Abstract
Background
The 2024 Lancet Commission identified 14 major risk factors contributing to 45% of dementia cases globally. Many relate to brain structure changes, potentially mediating brain health on the pathway to dementia. This study explores these factors using brain imaging measures in binary prediction tasks.
The ethnically diverse Health and Aging Brain Study‐Health Disparities (HABS‐HD) dataset was used to reduce bias and improve model generalisability, a known issue in medical AI.
AutoML, a machine learning framework, reduces experimenter bias by automating pipeline selection in a data‐driven manner.
Method
The HABS‐HD study includes over 3,000 Black, Hispanic, and White individuals with clinical data and MRI brain scans. Six risk factors were investigated‐ApoE ε4 allele presence, hypertension, obesity, smoking, diabetes, alcohol consumption‐plus MMSE as a cognitive marker. A summary of population demographics for each task can be seen in Figure 1.
In the AutoML framework a multiverse of all possible pipelines is constructed. Bayesian optimisation is then used in a lower‐dimensional representation of this space to select the optimal pipeline for each task.
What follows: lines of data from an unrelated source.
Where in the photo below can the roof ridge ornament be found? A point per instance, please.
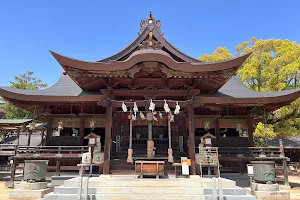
(150, 43)
(150, 21)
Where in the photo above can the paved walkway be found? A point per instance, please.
(294, 182)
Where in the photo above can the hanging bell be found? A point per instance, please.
(207, 126)
(124, 107)
(32, 125)
(92, 124)
(177, 108)
(166, 107)
(60, 126)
Nine standard benchmark machine learning models plus an ensemble of all benchmark models were compared to the AutoML method. The mean cortical thicknesses of 68 brain regions based on the Desikan‐Killiany atlas provided by HABS‐HD were used as features. Task‐specific cutoffs included a BMI of ≥ 27.5 for obesity, MMSE ≥ 29, and a history of daily smoking. Each model was evaluated using stratified K‐Fold (3 folds, 3 repeats).
Result
In 5 of 7 prediction tasks AutoML showed improved performance over the best benchmark model and ensemble. AutoML achieved a balanced accuracy of 57.9% in the classification of MMSE, compared to 56.7% and 55.5% for the best benchmark model and ensemble. Results for all can be seen in Figure 2.
Conclusion
In the challenging task of predicting risk factors exclusively from cortical thickness values, AutoML demonstrated its ability to adapt to each task. Despite identical input data, AutoML selected unique pipelines for 5 out of 7 tasks, highlighting the lack of a universal model and showing the potential value of AutoML in Alzheimer’s research.